Orlando furioso o … innamorato delle primarie?

«È la Giustizia», disse infine il pittore.

«Ah già, ora la riconosco», disse K., «qui c’è la benda intorno agli occhi e qui c’è la bilancia. Ma non ha le ali ai piedi e non sta correndo?».

«Eh già», disse il pittore, «ho dovuto dipingerla così su commissione, in realtà è la Giustizia e la Vittoria insieme». «Non è un’unione riuscita», disse K. sorridendo, «la Giustizia deve stare ferma, altrimenti la bilancia dondola, e non può esserci una sentenza giusta».

«Sto alle richieste del mio committente»

Kafka, Il processo

Ancora una, l’ennesima. Non sono passati tre anni dall’approvazione dell’ultima “corposa” riforma del sistema penale (l. 28 aprile 2014, n. 67) che il legislatore ha riaperto il cantiere, nel solito modo convulso, frammentario e, per ciò, inevitabilmente irrazionale. Anche il ministro della giustizia Orlando, non certo per il fatto di non essere laureato in giurisprudenza, alla fine ha ceduto, sopraffatto dalla coazione a ripetere delle riforme senza riforma. Forse con l’obiettivo di guadagnare crediti di popolarità, in vista delle primarie, il guardasigilli ha preteso (e ottenuto) il voto di fiducia del Senato sul disegno di legge-delega (d.d.l.) che porta il suo nome, non esitando, peraltro, ad interrompere bruscamente anche un dialogo, fino a quel punto costruttivo, con l’Unione delle Camere penali (l’associazione italiana degli avvocati penalisti), che ha reagito vigorosamente proclamando due periodi di astensione dal 20 al 24 marzo e dal 10 al 14 aprile.

Non è questa la sede, per una riflessione nel dettaglio sui molteplici interventi che prospetta il d.d.l. “Orlando”. Sono questioni molto tecniche. Del resto, fluisce ancora il working progress e, quindi, non si può escludere che, nel prossimo passaggio parlamentare, la Camera dei deputati introduca alcune modifiche.

Alcune considerazioni di fondo, tuttavia, sono possibili e – perlomeno lo auspico – possono interessare anche i non specialisti.
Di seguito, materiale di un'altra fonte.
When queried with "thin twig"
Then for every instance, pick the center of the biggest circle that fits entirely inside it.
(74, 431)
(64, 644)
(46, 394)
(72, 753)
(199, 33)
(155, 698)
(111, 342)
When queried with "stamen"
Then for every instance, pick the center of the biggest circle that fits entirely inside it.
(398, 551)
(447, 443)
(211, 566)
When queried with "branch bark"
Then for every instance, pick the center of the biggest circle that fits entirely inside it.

Il legislatoris’karma è l’“efficientazione” della giustizia penale, troppo lenta e “improduttiva”. È un neologismo orribile, ma, de gustibus a parte, è l’opzione di politica legislativa (e criminale) sulla quale bisogna riflettere, perché presenta aspetti inquietanti.
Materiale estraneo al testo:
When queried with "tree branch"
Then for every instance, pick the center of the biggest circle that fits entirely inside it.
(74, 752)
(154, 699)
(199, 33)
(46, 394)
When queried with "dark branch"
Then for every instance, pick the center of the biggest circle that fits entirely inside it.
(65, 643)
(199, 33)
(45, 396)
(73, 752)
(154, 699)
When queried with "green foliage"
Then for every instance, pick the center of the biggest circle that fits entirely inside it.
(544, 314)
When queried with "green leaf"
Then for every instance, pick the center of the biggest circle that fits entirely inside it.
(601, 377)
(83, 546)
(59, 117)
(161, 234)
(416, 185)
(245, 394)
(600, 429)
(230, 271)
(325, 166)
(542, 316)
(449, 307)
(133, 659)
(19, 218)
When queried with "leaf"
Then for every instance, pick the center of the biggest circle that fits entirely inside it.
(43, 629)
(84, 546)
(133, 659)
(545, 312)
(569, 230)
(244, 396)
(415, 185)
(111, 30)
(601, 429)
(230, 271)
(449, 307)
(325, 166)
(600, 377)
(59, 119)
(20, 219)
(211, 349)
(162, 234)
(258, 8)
È la stessa inquietudine che suscita una delle più suggestive immagini del processo di Kafka: la giustizia alata, che nella corsa – proprio come osserva lo stesso personaggio del libro, K. – rischia di perdere l’indispensabile equilibrio e, quindi, di sbilanciarsi. Fuor di metafora. La Costituzione prescrive che il processo dev’essere giusto; il processo non è giusto se dura in misura eccessiva, irragionevole. La lunghezza dei giudizi è senza dubbio un problema grave, profondo ed endemico della giustizia italiana (penale e non). Senza dubbio occorre accelerare ma non ogni accelerazione è di per sé buona; non lo è, per esempio, se contrasta con il principio del fair trail; non lo è di sicuro se impone (come prospetta, ad esempio, la riforma Orlando) ai detenuti di “partecipare” al processo solo in videocollegamento dal carcere. È una previsione che – in contrasto con la Costituzione – instaura un rito speciale per gli imputati reclusi. Un rito speciale e meno garantito, perché (se non altro) ogni avvocato sa quanto è importante nelle fasi cruciali del dibattimento il costante confronto con l’assistito.
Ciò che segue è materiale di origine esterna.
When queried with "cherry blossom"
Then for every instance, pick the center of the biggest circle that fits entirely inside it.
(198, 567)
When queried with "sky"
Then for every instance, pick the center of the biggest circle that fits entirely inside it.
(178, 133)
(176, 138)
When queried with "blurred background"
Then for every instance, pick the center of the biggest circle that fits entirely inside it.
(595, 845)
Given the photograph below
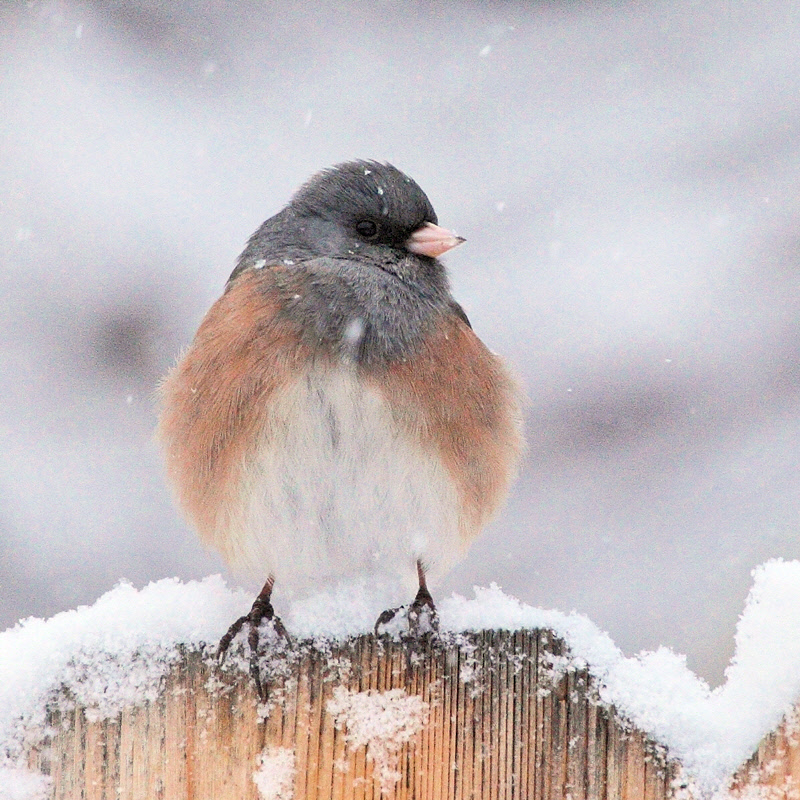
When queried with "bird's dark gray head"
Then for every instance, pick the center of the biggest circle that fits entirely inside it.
(371, 203)
(357, 249)
(362, 211)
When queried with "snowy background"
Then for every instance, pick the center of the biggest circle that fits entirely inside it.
(627, 176)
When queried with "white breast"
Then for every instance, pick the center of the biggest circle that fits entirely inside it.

Si ripete un cliché. La legislazione dell’emergenza (in questo caso, la lunghezza dei processi) si intreccia con il diritto penale del privilegio: più garanzie per gli amici (anche a suon di leggi ad personam), gli imputati, i colletti, più o meno, bianchi meno che rispondono di reati tendenzialmente estranei alla prospettiva del carcere, meno per gli altri (i detenuti).

È un fenomeno, non nuovo, anzi agée. Specifico del nostro orizzonte temporale è il cemento rappresentato dalla crisi permanente nella quale si esprimono molteplici fattori:

– l’impossibilità di «far quadrare il cerchio tra creazione di ricchezza, coesione sociale e libertà politica»[1];

– le tentazioni autoritarie che comporta la stabilizzazione dell’instabilità mediante la «tirannia dell’immediato»[2];

– gli effetti iterativi dell’ordine disordinato, per cui i “ricchi sono sempre più ricchi” e i “poveri sempre più poveri”, non solo di risorse economiche ma anche di diritti.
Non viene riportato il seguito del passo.